31st January 2020 11:00

Tom Bailey from interactive investor

Our chart reveals how this indicator has, historically, led to higher share price returns.

Interest rates and government bond yields are at historic lows around the world, including in the UK. That doesn’t look likely to change anytime soon.

As a result, investors are hungrier than ever for stocks that provide a solid income through dividend payments. And with the FTSE 100 expected to yield an average 4.7% in 2020, investors are not short of choices.

Robin Geffen, the manager of Liontrust Income fund (and former head of fund group Neptune), however, warns of the risk of chasing the highest yielding stocks. While the yields may be enticing, he argues many look unsustainable, putting investors at risk of losing capital.

Geffen emphasises the need to look at dividend cover, which is  considered a key metric to assess whether a company is in a healthy position to distribute dividends. It is calculated by dividing earnings per share (EPS) by the dividend per share (DPS).

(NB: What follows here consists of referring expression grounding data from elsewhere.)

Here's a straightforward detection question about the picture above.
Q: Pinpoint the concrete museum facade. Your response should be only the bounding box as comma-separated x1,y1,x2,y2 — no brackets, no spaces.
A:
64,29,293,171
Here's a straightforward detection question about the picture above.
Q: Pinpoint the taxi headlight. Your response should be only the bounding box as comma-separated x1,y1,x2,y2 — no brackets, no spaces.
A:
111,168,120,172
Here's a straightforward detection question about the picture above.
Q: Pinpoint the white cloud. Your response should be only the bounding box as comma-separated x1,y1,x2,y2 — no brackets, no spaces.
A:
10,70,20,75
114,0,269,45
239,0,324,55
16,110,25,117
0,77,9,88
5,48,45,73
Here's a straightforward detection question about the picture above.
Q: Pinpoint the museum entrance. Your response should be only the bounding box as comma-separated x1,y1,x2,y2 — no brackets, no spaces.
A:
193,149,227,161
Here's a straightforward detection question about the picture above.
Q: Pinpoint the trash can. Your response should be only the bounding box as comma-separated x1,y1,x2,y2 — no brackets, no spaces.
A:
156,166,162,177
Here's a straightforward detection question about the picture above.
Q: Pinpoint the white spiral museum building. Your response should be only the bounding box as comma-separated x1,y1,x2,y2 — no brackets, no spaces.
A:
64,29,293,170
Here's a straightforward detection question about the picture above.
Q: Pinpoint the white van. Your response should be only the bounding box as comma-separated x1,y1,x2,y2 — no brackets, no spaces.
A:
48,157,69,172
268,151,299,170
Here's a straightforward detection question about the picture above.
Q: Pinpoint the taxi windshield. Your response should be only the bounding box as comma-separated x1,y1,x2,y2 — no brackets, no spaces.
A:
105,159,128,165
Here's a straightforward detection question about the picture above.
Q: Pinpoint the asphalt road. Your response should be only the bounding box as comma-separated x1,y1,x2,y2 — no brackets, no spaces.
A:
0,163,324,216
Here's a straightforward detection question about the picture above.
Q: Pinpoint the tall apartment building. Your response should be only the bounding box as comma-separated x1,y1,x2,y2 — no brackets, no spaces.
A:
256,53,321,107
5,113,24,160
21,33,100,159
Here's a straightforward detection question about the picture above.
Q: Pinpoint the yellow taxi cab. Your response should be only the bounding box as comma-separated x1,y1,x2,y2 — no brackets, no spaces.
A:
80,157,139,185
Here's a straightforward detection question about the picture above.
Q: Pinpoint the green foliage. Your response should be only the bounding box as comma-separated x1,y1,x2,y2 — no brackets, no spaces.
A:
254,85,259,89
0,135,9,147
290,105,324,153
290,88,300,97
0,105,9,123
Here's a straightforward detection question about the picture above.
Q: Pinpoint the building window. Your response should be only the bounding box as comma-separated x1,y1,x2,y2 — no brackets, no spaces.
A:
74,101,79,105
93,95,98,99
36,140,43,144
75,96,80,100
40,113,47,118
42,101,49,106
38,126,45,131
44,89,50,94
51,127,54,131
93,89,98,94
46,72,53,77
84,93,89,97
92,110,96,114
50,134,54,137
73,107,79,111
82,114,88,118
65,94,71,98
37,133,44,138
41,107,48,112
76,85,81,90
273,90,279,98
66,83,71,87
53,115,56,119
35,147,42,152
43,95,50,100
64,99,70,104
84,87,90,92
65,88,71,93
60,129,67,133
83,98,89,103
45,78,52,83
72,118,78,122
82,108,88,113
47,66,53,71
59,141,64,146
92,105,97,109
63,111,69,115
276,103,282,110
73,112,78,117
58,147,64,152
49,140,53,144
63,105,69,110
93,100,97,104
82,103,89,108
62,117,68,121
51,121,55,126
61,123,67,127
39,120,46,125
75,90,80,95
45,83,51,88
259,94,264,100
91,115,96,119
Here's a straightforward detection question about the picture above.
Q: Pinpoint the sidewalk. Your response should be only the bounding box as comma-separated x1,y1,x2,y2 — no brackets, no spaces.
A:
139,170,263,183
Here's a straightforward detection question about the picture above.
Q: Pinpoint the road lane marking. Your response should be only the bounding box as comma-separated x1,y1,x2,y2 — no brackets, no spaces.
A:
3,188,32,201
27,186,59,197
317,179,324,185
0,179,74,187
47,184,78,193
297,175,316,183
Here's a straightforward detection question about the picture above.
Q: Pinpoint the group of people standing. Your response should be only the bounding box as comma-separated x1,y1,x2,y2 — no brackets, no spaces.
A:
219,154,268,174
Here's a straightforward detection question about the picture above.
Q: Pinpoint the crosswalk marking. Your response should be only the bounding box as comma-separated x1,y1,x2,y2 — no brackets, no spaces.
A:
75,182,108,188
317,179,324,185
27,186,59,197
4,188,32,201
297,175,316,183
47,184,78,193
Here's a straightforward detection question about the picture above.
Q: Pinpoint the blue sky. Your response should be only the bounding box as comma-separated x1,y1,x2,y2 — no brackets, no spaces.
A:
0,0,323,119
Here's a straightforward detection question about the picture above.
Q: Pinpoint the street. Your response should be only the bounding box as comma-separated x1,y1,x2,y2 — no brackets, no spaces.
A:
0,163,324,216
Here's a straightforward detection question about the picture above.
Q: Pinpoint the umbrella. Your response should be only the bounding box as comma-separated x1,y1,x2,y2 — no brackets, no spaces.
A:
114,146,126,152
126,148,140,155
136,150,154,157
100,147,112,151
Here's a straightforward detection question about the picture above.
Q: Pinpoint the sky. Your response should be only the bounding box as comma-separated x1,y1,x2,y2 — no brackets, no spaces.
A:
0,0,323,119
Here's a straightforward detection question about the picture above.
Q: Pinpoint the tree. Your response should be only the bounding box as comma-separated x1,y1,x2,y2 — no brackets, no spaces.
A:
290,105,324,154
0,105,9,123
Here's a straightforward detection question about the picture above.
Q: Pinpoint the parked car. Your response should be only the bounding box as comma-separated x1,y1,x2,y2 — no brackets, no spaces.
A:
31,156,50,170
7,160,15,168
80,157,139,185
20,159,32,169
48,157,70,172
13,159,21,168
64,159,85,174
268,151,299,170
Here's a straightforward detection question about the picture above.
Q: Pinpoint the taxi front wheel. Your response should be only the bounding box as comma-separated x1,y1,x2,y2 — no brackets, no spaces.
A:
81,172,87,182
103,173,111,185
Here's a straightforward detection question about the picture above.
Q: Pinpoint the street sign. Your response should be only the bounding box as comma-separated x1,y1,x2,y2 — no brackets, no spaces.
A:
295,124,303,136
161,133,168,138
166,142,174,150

As the chart below shows, there has been a correlation between dividend cover and share price performance.

Those with a very high dividend cover score of 4x saw average price returns of 26.5% in 2019. On contrast, those with cover less than 1x saw price rises of just 5.5%.

As a rule of thumb, a low dividend cover ratio – around one times or lower – suggests dividends are vulnerable, as the company is using most if not all of its profits to fund the dividend. A figure of two or more is viewed as comfortable because it is a sign the business is not over-distributing.

Geffen notes that in years markets are more volatile the same pattern rings true – with shares with the lowest dividend cover scores underperforming shares that are in a better financial position to pay dividends. For example, Geffen notes: “In 2018, the biggest losses for capital came from those with low cover.

“A stock with a high yield, but without adequate dividend cover poses a serious risk to an investor’s income and capital.”

He gives the example of Vodafone (LSE:VOD). Geffen says: “Last year it entered 2019 with a dividend yield of 8.6%, but cover of less than 1x. By the first five months of the year, not only had the share price fallen c.20%, but the company had also announced a 40% dividend cut.

“This was a stock we avoided due to its threadbare level of cover, but at the time of the cut, it was held by 66% of funds in the IA UK equity income sector.